At the Homecoming parade earlier in the week, the Jayhawk Marching Band was decidedly less formal, many of the musicians dressed in t-shirts and shorts.
On Saturday it was different, at least for the high school musicians. Dressed in the black and red marching uniforms with the school mascot on front, the high school members looked the part of the band. Behind them were the junior high musicians, who wore street clothes but whose performance added to that of the older students. Playing together, the band's instrumentals were tight.
Members of the JLHS Marching Band include, front from left, Milo Donnelly, band director Rachel Wilson, Bri Seely; second row, Lily Casey, Marlyn Gandara, Alieah Gillis, Cierra Lindsey, Callie Holt, Bertha Becerra; back row, Emily Johnson, Kelsie Poole, Gabriel Springer, Jacen Taylor, Emory Bukkila, Adeline Randall, and Alex Nation.
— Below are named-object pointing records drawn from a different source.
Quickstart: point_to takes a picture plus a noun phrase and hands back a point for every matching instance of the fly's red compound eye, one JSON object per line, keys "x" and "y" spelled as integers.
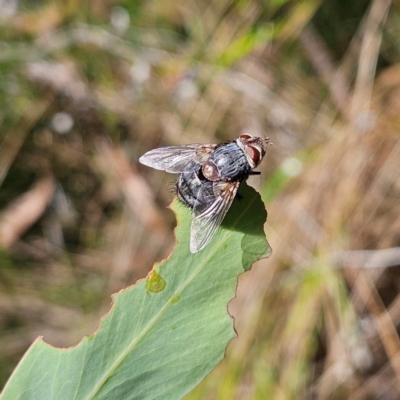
{"x": 254, "y": 153}
{"x": 245, "y": 136}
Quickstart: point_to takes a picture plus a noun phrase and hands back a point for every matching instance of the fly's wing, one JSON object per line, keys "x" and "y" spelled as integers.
{"x": 209, "y": 213}
{"x": 175, "y": 159}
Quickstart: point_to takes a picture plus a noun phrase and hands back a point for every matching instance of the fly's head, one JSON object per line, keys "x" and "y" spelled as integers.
{"x": 253, "y": 147}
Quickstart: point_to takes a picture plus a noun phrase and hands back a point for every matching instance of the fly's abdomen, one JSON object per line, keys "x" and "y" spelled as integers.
{"x": 193, "y": 190}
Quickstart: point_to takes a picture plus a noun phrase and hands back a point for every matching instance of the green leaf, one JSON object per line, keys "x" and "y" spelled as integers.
{"x": 162, "y": 335}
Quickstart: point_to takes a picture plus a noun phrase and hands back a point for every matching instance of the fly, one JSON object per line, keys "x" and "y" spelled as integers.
{"x": 209, "y": 178}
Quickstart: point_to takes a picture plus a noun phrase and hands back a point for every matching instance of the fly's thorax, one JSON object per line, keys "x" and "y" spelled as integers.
{"x": 210, "y": 171}
{"x": 226, "y": 163}
{"x": 253, "y": 147}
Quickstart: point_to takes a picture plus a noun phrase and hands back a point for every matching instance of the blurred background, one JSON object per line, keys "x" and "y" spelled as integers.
{"x": 88, "y": 87}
Their performance caught the attention of Prairie View’s band director Jeffrey Russelll, who later commented how full and accomplished the band sounded even though its numbers were about half those of Prairie View’s band.
Perhaps even more noteworthy is that the band, under the direction of Rachel Wilson, is comprised mostly of sophomores and freshmen.
“That sophomore class is just awesome,” said Wilson. She noted that, because of pressures on juniors and seniors to fulfill graduation requirements or take dual-credit college courses while still in high school, it is difficult to keep them in the band through those upper grades.
However, there are a few band members who want to keep with music through high school and be in a collegiate marching band. One of her musicians has a sister who plays in the Pittsburg State University’s marching band; another wants to be a music teacher, Wilson said.
Although the band’s performance in Saturday’s parade gave the appearance of a well-oiled marching unit, Wilson said she wasn’t going to compete in any marching contests this fall. Instead, the band will concentrate on performances such as the Veteran’s Day program and the winter concert with an eye toward music contests in the spring.
But the band members are also performing as a pep band when basketball season starts.
“They’ve been working on their music, so when it comes to basketball season, they’ll be loud and proud,” Wilson said.